Es muss nicht immer Fantasy sein: Mit einer neuen Reihe verlagert das ZDF altbekannte Märchen in die Gegenwart.

Die Deutschen und ihre Märchenfilme: Sowohl das ZDF ("Märchenperlen") als auch das Erste ("Sechs auf einen Streich") zeigen Jahr für Jahr aufwendige Adaptionen großer Klassiker im Weihnachtsprogramm und erreichen damit ein treues Publikum. Geschichten von Autoren wie Hans Christian Andersen oder den Gebrüdern Grimm werden alljährlich mit viel Liebe zum Detail neu aufbereitet. Daran ändert sich auch 2018 nichts. Doch das ZDF geht diesmal einen Schritt weiter und hebt mit "Herzkino.Märchen" eine neue Reihe aus der Taufe. Fantastische Elemente sucht man hier allerdings vergebens, denn die Märchen sind in die Moderne verlagert worden. Den Auftakt macht die hervorragende Neuinterpretation des Grimm'schen Klassikers "Schneeweißchen & Rosenrot" als TV-Premiere am 3. Advent.

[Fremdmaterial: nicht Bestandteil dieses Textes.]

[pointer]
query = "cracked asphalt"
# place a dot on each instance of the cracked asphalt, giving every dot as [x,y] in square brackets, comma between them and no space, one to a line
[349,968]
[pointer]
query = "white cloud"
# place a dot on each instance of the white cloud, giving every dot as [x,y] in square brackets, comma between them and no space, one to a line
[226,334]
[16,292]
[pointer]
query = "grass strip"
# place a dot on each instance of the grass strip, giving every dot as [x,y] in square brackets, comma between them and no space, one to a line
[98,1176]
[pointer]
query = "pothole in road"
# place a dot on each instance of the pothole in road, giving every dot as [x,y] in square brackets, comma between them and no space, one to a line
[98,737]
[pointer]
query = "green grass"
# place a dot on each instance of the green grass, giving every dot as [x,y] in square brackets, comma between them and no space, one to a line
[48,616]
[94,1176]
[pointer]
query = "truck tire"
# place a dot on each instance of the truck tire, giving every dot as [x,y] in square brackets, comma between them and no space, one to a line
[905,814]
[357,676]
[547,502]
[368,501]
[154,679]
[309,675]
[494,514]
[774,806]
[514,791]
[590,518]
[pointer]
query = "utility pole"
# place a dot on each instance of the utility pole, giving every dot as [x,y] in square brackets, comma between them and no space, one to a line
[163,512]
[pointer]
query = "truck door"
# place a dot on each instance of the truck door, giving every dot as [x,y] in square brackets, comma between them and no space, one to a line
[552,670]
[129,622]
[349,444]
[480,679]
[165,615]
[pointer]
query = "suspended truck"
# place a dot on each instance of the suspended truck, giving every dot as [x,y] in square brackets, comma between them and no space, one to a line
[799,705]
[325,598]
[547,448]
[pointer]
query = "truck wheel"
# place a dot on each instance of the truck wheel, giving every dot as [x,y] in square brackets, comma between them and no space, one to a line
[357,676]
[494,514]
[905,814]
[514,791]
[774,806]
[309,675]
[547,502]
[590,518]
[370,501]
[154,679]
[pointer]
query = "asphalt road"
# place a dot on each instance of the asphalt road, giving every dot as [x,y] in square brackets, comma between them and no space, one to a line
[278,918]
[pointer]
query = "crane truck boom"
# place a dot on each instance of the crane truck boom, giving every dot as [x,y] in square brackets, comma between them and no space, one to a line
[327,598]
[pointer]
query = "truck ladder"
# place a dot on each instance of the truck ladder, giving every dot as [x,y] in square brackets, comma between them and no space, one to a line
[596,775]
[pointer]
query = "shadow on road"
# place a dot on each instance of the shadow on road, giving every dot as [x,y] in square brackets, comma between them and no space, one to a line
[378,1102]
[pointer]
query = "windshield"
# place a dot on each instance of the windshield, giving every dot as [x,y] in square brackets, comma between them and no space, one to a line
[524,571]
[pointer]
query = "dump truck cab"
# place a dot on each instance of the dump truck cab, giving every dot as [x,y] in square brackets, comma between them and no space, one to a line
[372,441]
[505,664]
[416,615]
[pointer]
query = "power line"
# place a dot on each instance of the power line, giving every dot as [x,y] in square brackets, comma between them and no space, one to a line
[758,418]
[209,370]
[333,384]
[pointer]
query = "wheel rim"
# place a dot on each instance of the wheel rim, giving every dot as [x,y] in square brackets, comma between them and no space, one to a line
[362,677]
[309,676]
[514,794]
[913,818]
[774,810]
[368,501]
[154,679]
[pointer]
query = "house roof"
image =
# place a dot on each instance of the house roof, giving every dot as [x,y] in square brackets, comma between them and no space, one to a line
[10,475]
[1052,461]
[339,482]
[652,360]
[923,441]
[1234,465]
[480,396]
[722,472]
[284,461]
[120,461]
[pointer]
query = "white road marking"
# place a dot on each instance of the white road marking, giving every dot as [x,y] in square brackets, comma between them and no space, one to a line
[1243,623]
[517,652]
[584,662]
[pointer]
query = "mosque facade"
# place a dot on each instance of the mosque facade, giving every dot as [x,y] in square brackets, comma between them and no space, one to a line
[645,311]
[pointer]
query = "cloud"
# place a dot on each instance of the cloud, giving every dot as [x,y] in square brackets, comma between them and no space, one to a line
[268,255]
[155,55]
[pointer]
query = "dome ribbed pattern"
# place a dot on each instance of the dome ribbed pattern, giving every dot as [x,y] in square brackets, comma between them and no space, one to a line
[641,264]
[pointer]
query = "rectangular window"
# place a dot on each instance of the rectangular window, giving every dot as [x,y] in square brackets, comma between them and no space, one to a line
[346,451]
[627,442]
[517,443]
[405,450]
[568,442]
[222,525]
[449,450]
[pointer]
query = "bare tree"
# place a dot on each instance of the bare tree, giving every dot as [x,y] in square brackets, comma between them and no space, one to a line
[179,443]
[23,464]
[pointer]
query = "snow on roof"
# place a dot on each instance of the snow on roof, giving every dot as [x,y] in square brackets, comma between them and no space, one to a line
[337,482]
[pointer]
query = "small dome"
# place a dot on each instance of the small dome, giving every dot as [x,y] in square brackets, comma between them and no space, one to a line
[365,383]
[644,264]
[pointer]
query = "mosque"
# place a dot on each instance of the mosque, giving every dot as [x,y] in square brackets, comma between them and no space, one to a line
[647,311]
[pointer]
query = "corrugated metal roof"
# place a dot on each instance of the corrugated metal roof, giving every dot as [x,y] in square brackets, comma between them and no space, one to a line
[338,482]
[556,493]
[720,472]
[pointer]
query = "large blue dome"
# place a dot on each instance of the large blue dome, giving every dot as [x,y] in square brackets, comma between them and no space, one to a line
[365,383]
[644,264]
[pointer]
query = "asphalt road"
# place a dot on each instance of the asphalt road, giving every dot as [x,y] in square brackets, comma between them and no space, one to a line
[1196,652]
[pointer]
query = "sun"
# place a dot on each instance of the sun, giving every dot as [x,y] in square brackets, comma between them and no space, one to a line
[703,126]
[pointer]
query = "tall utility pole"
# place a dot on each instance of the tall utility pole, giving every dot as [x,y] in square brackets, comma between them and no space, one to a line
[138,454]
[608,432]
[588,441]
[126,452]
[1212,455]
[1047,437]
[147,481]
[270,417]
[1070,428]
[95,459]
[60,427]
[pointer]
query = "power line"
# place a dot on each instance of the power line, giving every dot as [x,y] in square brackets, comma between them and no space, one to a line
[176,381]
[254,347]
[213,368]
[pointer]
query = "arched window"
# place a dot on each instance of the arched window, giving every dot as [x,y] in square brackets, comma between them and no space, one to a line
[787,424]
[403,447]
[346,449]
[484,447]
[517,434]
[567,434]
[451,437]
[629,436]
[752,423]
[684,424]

Hier hören die titelgebenden Schwestern auf die Namen Bianca (Jeanne Goursaud, demnächst in "Hubert ohne Staller" zu sehen) und Rosalie Rothe (Zoe Moore, "Die Protokollantin"). Nach dem Tod ihrer Mutter sehen sie sich mit hohen Schulden konfrontiert. Nur gut, dass die Schwestern das Schneidertalent ihrer Mama geerbt haben. Klug wie sie sind, schaffen es die beiden, sich einen Platz bei einem hochdotierten Mode-Wettbewerb zu ergattern – im Team des im Rollstuhl sitzenden Stardesigners Paul Petit (Martin Umbach). Doch der vermeintlich generöse Modeschöpfer ist in Wahrheit ein manipulativer Fiesling ...

"Schneeweißchen & Rosenrot" gelingt es überzeugend, die klassische Geschichte in ein neues Setting zu übertragen, ohne dabei befremdlich zu wirken. Vielmehr entpuppt sich die Verlagerung des Geschehens in die heutige Zeit und die Welt der Mode als genialer Schachzug. Gleich zu Beginn des Films ist aus dem Off eine Zusammenfassung des Originalmärchens zu hören. Dabei sollte man gut zuhören – denn nur so erschließt sich die Cleverness, die Regisseurin Seyhan Derin und ihre Autorin Sarah Esser mit ihrer famosen Arbeit beweisen.

In der Grimm'schen Geschichte helfen die Mädchen dreimal einem undankbaren Zwerg aus der Patsche – dieser wird in der Neuauflage vom großartigen Martin Umbach (bekannt als Synchronstimme von Russell Crowe) als intriganter Modezar verkörpert. Und der in einen Bären verwandelte Prinz erscheint im ZDF-Film als charmanter Jungdesigner Leon Bär (Kerem Can), der Rosalies romantische Gefühle erwidert.

Alle zentralen Elemente des Märchens werden klug reinterpretiert und funktionieren auch in modernem Gewand tadellos – oder gar noch besser, weil die Macher aus der simplen Ursprungsgeschichte eine konfliktreiche, dramatische Handlung spinnen. Formal ansprechend inszeniert und mit spielfreudigen Darstellern besetzt, überzeugt die mit Popmusik gewürzte, zeitgemäße Variante auf ganzer Linie. Zwischendurch darf sogar noch Topmodel Jorge González durchs Bild hüpfen.

Eine Woche später, am 4. Advent, strahlt das ZDF eine Neuauflage von "Der Froschkönig" aus.